Another student asked about what keeps Gay’s love for long-form prose alive in an online era of 280-character limits and snappy captions. “I love long-form prose,” Gay responded. “That’s where you can really sit down and sink into your ideas and demonstrate the breadth of your knowledge, instead of those zingy soundbites.”

“With long-form prose, you can explain yourself more, and justify yourself more,” she said. She used the example of a tweet she had made earlier that day, which relayed that she had seen a “Blue Lives Matter” flag while driving into Amherst. Gay noted that the tweet garnered responses from Massachusetts residents attempting to defend the liberal credentials of their state.

“What people were engaging with was not the fact that ‘Oh, maybe people are going to see that flag and feel unsafe in this community,’” she said. “What they thought was ‘I’m not racist, what are you trying to say, I shop at the local co-op.’ That’s why it’s not going to be the place where productive conversations happen.

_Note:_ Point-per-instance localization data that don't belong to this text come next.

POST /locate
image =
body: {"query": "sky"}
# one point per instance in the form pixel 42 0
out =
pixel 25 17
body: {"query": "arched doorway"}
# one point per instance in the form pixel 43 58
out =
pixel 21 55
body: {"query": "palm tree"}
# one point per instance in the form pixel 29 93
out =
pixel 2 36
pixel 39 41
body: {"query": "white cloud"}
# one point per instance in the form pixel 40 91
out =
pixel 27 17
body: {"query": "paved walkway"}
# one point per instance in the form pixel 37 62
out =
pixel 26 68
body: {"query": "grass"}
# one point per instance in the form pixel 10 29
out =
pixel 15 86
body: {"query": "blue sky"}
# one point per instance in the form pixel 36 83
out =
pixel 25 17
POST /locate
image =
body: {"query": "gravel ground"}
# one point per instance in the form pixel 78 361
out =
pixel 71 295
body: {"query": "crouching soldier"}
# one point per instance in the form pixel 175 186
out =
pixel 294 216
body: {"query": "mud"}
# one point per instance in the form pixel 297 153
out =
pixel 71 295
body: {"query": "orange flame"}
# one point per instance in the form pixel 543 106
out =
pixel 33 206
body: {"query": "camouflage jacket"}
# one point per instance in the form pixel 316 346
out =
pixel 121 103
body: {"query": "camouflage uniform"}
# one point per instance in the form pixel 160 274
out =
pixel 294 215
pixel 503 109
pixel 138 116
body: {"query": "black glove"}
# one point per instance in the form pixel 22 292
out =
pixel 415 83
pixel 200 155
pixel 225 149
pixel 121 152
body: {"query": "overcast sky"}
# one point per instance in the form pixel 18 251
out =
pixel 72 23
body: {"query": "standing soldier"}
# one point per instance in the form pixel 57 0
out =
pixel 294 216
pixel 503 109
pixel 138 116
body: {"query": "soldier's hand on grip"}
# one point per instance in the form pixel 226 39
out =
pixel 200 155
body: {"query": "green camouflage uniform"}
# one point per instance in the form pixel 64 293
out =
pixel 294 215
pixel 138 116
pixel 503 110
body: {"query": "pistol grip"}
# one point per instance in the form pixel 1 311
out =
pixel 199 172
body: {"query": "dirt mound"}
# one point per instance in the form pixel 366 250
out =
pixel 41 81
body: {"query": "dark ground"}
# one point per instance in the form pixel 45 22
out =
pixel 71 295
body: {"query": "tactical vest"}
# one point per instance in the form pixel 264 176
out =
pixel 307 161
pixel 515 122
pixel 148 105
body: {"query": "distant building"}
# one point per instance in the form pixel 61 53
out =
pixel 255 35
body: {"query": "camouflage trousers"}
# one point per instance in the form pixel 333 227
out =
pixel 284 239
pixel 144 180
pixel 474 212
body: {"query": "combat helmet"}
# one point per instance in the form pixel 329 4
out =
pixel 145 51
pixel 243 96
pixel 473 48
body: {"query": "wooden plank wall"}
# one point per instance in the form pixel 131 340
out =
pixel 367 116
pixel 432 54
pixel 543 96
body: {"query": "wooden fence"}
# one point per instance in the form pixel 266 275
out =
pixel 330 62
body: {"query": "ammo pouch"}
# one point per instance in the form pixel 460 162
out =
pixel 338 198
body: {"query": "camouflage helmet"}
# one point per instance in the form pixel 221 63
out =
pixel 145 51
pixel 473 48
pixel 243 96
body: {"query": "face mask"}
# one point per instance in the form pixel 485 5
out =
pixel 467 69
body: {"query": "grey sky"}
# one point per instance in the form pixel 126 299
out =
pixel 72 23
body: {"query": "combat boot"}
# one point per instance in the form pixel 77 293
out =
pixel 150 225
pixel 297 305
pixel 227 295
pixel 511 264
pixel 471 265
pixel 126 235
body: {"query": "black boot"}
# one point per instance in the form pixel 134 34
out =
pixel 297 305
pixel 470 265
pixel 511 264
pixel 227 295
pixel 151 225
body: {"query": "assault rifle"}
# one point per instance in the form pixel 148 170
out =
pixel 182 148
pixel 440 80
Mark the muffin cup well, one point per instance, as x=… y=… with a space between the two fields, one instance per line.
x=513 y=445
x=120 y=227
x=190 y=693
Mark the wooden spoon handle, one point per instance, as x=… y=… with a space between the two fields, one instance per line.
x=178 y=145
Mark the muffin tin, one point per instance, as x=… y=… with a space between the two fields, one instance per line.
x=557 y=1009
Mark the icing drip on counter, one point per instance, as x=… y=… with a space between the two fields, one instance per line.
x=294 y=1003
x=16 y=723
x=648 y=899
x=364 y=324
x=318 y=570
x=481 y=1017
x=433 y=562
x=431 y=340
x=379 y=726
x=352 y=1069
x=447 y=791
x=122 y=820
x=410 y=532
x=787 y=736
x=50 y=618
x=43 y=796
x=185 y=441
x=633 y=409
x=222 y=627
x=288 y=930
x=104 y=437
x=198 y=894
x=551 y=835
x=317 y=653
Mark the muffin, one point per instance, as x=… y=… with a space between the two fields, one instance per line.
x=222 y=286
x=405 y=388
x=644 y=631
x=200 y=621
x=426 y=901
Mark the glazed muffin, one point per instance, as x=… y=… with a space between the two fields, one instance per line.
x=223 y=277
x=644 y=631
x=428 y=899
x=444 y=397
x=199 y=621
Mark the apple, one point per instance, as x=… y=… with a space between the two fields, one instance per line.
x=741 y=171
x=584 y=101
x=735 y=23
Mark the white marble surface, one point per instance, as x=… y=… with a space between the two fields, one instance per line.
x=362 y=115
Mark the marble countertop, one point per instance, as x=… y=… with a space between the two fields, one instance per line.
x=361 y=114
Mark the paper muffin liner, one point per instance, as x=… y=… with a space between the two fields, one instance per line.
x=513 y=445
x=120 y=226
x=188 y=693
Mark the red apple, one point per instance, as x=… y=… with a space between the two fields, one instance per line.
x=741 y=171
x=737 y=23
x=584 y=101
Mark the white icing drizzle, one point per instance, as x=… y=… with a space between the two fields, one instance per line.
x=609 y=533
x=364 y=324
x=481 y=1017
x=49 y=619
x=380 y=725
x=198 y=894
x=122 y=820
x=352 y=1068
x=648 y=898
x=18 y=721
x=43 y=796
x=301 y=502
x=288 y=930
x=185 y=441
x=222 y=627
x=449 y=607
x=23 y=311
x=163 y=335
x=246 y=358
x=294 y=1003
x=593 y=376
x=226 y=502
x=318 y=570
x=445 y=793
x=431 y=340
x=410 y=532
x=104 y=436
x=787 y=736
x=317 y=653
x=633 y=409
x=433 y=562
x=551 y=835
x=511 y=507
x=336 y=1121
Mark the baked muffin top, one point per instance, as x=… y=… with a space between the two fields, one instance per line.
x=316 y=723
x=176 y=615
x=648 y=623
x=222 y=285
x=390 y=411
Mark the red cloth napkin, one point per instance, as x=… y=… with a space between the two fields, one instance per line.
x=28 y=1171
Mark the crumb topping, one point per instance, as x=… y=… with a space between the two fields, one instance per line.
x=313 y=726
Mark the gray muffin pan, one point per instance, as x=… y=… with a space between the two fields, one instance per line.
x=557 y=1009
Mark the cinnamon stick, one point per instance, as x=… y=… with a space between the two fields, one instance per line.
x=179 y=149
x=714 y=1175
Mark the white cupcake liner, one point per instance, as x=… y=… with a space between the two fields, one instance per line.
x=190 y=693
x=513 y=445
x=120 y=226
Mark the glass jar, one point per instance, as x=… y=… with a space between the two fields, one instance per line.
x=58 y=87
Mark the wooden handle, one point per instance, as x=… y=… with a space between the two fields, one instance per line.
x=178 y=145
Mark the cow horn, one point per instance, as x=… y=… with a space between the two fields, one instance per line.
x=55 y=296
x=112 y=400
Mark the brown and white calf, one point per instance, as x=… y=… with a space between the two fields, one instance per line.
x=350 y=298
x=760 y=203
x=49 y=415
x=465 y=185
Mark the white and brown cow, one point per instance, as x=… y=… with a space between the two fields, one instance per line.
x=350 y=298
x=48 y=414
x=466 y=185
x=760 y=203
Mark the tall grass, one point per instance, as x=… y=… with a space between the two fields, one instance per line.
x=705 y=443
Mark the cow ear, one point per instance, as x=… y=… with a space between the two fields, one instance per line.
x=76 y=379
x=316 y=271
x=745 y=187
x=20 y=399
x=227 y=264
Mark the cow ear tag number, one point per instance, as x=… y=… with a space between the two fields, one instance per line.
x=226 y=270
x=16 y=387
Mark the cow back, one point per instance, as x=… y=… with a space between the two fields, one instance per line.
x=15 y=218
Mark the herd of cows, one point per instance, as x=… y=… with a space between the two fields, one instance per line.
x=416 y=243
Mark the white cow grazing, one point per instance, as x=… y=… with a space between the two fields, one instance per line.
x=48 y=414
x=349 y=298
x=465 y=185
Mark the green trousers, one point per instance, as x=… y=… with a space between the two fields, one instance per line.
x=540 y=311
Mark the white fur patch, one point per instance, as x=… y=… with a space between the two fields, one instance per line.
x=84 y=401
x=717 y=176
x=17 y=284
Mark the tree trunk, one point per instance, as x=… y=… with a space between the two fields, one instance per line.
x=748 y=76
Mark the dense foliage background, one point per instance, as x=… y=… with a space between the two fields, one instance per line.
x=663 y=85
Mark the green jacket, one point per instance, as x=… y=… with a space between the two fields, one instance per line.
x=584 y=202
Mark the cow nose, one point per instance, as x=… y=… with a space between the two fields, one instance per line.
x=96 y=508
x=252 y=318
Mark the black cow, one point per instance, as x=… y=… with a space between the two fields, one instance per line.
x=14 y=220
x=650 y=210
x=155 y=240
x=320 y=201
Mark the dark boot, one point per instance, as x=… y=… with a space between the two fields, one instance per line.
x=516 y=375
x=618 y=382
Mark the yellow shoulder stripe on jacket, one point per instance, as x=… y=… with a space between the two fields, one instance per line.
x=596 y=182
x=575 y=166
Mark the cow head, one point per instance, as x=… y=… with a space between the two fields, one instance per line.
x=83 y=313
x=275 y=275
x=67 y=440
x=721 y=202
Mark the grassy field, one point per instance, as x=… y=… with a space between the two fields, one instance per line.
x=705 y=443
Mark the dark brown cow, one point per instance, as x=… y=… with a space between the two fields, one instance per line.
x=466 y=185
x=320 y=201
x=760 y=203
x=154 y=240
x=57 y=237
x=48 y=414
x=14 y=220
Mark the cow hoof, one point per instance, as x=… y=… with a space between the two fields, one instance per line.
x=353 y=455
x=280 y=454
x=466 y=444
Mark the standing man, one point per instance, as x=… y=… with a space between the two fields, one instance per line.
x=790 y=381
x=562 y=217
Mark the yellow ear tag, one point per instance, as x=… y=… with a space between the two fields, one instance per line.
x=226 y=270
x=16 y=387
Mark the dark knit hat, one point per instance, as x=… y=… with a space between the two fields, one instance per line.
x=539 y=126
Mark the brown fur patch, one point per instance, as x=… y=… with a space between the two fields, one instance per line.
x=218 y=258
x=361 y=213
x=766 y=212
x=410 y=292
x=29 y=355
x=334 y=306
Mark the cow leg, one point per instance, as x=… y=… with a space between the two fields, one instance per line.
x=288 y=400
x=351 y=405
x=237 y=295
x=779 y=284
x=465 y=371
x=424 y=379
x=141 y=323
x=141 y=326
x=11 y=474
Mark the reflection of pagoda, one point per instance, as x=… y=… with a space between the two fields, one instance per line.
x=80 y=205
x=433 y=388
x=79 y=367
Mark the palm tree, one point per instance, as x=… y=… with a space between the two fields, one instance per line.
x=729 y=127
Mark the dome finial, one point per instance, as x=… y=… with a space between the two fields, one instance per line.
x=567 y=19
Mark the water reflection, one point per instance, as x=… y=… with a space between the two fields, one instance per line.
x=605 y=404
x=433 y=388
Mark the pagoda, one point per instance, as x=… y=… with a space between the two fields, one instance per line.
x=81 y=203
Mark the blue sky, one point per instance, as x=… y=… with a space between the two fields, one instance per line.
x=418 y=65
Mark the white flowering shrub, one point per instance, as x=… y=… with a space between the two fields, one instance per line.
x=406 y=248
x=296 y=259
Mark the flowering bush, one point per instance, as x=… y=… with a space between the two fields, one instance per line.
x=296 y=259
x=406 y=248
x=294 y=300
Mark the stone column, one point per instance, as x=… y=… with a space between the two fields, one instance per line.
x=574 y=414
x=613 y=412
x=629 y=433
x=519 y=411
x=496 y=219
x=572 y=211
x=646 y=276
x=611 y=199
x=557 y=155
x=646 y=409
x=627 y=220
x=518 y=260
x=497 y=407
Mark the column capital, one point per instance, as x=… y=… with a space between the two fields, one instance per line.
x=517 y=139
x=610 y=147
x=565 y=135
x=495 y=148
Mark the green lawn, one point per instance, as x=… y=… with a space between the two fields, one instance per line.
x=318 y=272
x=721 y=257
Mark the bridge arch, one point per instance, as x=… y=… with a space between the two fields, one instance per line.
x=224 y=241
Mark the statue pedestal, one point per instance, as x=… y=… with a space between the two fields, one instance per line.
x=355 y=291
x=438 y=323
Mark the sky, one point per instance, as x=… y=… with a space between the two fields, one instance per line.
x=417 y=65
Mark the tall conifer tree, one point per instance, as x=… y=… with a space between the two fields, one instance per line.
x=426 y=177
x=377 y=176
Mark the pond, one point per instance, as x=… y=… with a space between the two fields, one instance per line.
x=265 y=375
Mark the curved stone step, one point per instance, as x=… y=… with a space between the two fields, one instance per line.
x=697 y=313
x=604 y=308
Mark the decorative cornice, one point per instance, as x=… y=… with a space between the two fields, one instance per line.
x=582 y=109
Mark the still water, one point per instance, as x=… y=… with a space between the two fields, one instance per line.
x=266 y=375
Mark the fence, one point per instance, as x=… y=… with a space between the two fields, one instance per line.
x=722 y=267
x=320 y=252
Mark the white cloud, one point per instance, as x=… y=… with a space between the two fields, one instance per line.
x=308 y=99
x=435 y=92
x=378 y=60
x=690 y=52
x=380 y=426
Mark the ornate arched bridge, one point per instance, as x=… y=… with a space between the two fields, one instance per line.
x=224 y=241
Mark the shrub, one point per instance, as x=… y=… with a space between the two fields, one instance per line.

In the long-form place, I could explain sort of what that means to see that kind of a flag flying, and think, ‘What do the Black people who live here think about that?’”

Later in the Q&A, a student asked for Gay’s thoughts on heterosexual marriage, to which she laughed and replied: “Shoutout to all the soldiers out there willing to take that on. I think that any woman who can tolerate marrying a man is a hero.”

Taking a more serious tone, Gay then reflected that she “wish[ed] that the power of balance in the heterosexual marriage was more equal … [that there were] more societal protection for women who choose to stay home to raise their children, so that if those marriages end, they will have protections and don’t have to start over again, oftentimes in poverty.”

The final question of the night was from another student in the audience, who asked about “how you deal with being in conversation or community with well-intentioned white folks who don’t always get it … especially when you’re the only Black woman in the space.”

“That’s a good question,” Gay said. “I try to always acknowledge and see the good intentions, but I don’t allow good intentions to serve as a free pass. Good intentions aren’t enough … if I ignore your good intentions, your feelings will be hurt, but if you ignore my reality, I could lose my life.”